Hark! the sound of angel music
From the choirs above!
Dearest mother, I am going;
Truly God is love."

Chorus

==In popular culture==
- The tune is used by the alma mater songs at many high schools and universities. Cornell University is believed to be the first school to have used it. Other universities that do, many with similar lyrics, include The University of Akron, University of Alabama, East Texas A&M University, University of Georgia, Howard Payne University, Indiana University, Indiana State University, University of Kansas, Lehigh University, University of Missouri, University of North Carolina at Chapel Hill, Southern Nazarene University, Syracuse University, Swarthmore College, Vanderbilt University, Western Carolina University, College of William & Mary, University of Wisconsin–La Crosse, Worcester State University, American University of Beirut, and The Barstow School.
- The tune is used as the alma mater song of the Methodist Girls' School Ipoh in Perak, Malaysia.
- The tune is used as the alma mater song of the Annie Wright Seminary (now Annie Wright Schools) in Tacoma, Washington.
- The tune is used as the alma mater song of three affiliated Malaysian schools, Chung Ling High School, Chung Ling Private High School, and Chung Ling Butterworth High School.
- The tune is used as the alma mater song of Hwa Chong Institution in Singapore.
- The tune played as the alma mater of Springfield College on the TV show Father Knows Best, season 6, episode 8, "Margaret's Old Flame".
- The tune is used in the parting song for the Kellerman Resort in the 1987 film Dirty Dancing, as well as the tune sung by the Purdue University students in the 1953 film Titanic.
- The tune is played over the opening credits of the 1942 Merrie Melodies cartoon The Dover Boys at Pimento University.
- The tune was featured in Hey Arnold! as the school song of PS-118
- The tune was used for the Civil War battle song "Ellsworth's Avengers" (words by A. Lora Hudson, musical adaptation by S. L. Coe), paying tribute to Colonel Elmer Ellsworth, the first U.S. Army officer killed in the conflict.
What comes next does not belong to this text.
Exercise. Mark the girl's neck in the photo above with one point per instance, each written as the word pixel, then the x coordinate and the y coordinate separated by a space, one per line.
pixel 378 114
An innkeeper shotgunned him after removing a Confederate flag from the rooftop of an Alexandria, Virginia, hotel.
- A snippet of the melody is sung, with different words and alongside many others, by the Butterfly in the animated movie The Last Unicorn.
- The tune is used at the end of the 1989 film Shag for the alma mater song of Spartanburg High School.
- The tune is used as the alma mater song of Anarene High School in the 1971 film The Last Picture Show.
- The tune is quoted in Charles Ives's song "Old Home Day" and in his "Intercollegiate March" no. 5
- The tune is used the college anthem of Chung Chi College, The Chinese University of Hong Kong. The lyrics are by Zia Nai-zin (謝扶雅), a former lecturer at the college.